U.S. companies are stocking up on orders from China in order to get ahead of new tariffs, and shipping and logistics businesses are preparing for increased volume prior to holiday season, The Wall Street Journal reports.
The rush to get goods to the U.S. has brought an early peak season for seaports, the Journal reports. Additional costs for importers and distribution complications could grow across supply chains in the coming months as more orders are being placed.
According to the Commerce Department, overall goods imports to the U.S. rose 10.3 percent in the third quarter. Private inventories reportedly contributed more than 2 percent in the overall growth rate, driving strong results at many cargo-handling operations.

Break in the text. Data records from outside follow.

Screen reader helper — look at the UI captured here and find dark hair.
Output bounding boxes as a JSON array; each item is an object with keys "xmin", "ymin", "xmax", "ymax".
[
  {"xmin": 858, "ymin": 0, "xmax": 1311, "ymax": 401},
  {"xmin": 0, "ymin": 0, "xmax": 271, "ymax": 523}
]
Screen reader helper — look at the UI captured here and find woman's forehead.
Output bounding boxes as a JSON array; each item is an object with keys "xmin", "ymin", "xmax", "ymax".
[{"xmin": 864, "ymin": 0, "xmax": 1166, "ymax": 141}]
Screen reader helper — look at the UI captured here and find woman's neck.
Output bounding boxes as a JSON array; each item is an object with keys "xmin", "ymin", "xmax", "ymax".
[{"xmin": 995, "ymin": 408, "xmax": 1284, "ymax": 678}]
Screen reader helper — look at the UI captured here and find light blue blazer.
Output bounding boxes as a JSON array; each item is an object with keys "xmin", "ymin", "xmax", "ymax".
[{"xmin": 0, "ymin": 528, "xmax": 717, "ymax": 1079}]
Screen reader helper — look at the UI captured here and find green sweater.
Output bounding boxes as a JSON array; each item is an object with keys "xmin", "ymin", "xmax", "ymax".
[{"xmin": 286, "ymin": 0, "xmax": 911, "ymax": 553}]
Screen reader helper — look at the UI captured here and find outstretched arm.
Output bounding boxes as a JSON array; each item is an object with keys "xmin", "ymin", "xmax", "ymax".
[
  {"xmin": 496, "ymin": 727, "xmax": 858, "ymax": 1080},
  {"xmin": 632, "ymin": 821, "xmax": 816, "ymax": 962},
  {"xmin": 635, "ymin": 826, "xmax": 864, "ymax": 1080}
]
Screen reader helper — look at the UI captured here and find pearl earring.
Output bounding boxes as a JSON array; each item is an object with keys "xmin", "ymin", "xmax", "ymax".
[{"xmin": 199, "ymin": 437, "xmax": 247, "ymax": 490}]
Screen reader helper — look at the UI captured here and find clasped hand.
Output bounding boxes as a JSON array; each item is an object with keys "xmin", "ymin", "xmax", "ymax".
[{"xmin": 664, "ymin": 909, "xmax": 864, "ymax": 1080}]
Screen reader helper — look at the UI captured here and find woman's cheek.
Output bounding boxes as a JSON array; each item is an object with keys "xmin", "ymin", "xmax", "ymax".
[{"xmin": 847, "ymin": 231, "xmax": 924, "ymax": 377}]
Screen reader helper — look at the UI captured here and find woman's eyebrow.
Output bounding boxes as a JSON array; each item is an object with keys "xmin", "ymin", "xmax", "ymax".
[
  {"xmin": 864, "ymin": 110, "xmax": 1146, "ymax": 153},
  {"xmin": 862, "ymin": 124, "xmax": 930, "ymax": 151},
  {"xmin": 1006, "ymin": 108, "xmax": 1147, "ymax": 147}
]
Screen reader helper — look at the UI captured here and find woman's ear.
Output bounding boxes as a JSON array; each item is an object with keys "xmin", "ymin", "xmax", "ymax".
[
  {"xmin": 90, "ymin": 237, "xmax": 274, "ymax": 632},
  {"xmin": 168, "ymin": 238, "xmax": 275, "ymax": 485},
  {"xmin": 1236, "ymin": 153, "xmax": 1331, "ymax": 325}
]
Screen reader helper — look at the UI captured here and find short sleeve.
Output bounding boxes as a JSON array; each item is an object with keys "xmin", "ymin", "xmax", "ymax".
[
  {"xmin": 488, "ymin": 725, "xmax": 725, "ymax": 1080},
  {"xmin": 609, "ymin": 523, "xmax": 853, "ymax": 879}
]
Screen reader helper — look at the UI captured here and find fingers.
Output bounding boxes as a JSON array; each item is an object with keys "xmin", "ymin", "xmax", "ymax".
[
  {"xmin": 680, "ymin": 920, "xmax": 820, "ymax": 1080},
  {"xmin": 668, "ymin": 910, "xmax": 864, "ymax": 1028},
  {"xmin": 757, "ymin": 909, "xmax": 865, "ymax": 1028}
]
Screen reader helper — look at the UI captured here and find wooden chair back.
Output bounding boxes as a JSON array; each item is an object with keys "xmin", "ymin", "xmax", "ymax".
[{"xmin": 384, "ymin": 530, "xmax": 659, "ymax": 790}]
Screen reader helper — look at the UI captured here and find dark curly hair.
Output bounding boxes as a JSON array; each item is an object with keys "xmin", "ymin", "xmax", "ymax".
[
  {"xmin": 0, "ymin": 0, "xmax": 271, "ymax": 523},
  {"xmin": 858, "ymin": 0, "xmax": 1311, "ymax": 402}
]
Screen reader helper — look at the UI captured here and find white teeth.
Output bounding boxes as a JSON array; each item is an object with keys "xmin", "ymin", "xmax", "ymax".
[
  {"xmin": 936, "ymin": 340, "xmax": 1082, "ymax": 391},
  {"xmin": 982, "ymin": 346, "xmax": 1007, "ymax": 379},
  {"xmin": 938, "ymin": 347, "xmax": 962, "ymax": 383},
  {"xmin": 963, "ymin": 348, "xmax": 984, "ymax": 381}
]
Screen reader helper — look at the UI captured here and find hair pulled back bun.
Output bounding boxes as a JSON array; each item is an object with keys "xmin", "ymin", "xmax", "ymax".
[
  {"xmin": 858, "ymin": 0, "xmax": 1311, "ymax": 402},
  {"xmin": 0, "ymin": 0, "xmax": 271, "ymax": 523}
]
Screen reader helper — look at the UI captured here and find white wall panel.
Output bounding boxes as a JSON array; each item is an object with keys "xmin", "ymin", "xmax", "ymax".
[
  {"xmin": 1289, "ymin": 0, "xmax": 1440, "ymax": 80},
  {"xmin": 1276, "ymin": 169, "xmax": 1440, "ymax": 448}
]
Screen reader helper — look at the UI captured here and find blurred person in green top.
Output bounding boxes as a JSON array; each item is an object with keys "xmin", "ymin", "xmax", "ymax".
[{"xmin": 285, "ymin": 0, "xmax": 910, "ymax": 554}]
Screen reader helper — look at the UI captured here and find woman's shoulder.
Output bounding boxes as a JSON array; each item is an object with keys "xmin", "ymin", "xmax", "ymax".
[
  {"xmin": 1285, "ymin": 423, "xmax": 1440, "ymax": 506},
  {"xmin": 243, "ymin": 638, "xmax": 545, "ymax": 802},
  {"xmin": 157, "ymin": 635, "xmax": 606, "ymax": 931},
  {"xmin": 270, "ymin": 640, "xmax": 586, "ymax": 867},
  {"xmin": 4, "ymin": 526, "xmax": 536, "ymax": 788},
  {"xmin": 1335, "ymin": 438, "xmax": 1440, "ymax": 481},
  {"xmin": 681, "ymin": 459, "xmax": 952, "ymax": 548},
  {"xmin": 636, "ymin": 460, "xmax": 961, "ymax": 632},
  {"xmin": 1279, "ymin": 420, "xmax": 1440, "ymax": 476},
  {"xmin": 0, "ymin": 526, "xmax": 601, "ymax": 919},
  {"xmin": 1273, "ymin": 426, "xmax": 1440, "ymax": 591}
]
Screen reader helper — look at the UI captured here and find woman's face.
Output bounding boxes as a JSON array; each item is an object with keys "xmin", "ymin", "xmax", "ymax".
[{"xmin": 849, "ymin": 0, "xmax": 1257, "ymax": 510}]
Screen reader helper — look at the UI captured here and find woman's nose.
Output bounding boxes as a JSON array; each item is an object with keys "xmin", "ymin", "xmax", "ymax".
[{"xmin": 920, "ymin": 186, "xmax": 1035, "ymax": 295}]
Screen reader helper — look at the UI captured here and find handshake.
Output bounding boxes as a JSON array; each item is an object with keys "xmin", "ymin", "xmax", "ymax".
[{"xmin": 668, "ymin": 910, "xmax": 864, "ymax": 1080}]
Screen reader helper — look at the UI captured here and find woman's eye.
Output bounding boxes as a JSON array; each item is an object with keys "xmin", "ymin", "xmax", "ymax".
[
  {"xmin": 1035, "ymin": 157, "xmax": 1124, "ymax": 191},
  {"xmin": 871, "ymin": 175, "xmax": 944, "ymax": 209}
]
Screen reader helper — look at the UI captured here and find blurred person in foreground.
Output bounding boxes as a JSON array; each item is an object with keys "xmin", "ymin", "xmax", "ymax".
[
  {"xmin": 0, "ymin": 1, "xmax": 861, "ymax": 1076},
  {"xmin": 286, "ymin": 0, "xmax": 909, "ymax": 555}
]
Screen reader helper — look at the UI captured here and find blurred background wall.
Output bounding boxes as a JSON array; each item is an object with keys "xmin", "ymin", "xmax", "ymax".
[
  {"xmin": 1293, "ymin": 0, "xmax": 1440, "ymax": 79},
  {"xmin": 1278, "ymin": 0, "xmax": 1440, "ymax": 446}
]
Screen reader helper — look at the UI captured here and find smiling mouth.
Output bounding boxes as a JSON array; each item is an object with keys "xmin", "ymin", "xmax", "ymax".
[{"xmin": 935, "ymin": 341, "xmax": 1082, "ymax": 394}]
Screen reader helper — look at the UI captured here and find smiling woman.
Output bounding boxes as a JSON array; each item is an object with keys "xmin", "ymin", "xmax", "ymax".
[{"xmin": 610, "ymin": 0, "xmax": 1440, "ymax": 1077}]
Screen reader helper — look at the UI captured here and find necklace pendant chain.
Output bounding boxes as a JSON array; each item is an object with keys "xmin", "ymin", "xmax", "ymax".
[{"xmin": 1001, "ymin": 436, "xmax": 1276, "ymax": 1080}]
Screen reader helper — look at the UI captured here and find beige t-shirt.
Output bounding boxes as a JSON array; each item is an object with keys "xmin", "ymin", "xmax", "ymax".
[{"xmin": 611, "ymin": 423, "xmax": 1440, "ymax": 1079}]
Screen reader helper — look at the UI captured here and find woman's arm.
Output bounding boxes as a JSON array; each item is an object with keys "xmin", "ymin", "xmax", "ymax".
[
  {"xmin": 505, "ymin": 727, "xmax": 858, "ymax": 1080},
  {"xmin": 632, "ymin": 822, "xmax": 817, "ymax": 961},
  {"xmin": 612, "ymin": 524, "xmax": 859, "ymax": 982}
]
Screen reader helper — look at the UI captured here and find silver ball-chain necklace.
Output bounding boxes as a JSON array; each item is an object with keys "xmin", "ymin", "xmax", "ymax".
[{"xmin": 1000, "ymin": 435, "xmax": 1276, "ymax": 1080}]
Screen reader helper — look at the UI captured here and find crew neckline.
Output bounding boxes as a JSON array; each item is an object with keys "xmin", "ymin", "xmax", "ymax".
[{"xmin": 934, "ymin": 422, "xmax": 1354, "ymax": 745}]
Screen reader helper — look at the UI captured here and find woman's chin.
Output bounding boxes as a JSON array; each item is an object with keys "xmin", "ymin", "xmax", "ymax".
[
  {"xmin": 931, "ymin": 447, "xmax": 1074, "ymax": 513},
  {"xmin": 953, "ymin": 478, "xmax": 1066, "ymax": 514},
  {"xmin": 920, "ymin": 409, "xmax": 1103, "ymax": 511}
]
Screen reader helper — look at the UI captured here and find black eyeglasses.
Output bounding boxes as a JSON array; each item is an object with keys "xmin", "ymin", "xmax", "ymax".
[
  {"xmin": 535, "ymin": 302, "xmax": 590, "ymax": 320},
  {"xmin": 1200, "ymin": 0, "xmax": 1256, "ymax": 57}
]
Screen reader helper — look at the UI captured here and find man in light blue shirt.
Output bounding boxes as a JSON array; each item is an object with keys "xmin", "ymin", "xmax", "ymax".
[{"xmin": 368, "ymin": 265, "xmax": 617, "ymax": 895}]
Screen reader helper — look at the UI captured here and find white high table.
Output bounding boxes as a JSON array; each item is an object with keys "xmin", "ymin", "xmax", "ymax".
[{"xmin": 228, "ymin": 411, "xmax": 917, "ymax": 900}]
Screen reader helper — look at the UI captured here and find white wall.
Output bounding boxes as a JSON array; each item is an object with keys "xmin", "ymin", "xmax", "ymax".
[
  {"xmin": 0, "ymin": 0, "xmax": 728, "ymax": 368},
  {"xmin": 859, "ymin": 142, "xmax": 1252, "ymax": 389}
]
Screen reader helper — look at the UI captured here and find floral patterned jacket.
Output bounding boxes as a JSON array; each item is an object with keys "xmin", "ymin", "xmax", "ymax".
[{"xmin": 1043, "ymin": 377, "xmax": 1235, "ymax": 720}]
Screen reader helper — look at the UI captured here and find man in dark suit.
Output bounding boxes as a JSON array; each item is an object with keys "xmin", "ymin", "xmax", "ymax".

According to The Wall Street Journal, companies have had to bring goods in without a clear view on the demand that comes with shipping later, pushing more goods in crowded warehouses. Currently, the rate of available warehouse space fell for the 33rd straight quarter to just 7.1 percent.
Some operators have said that customers are starting to adjust their global supply chains in response to new potential tariffs, however, Trump is expected to meet with Chinese President, Xi Jinping, in November to discuss trade disputes.
Until that meeting happens, shipping lines that work trans-Pacific trade lanes are maintaining their capacity during what used to be slower weeks of the year, the Journal reports. Carriers are also adding extra container-handling equipment to cope with the additional volumes.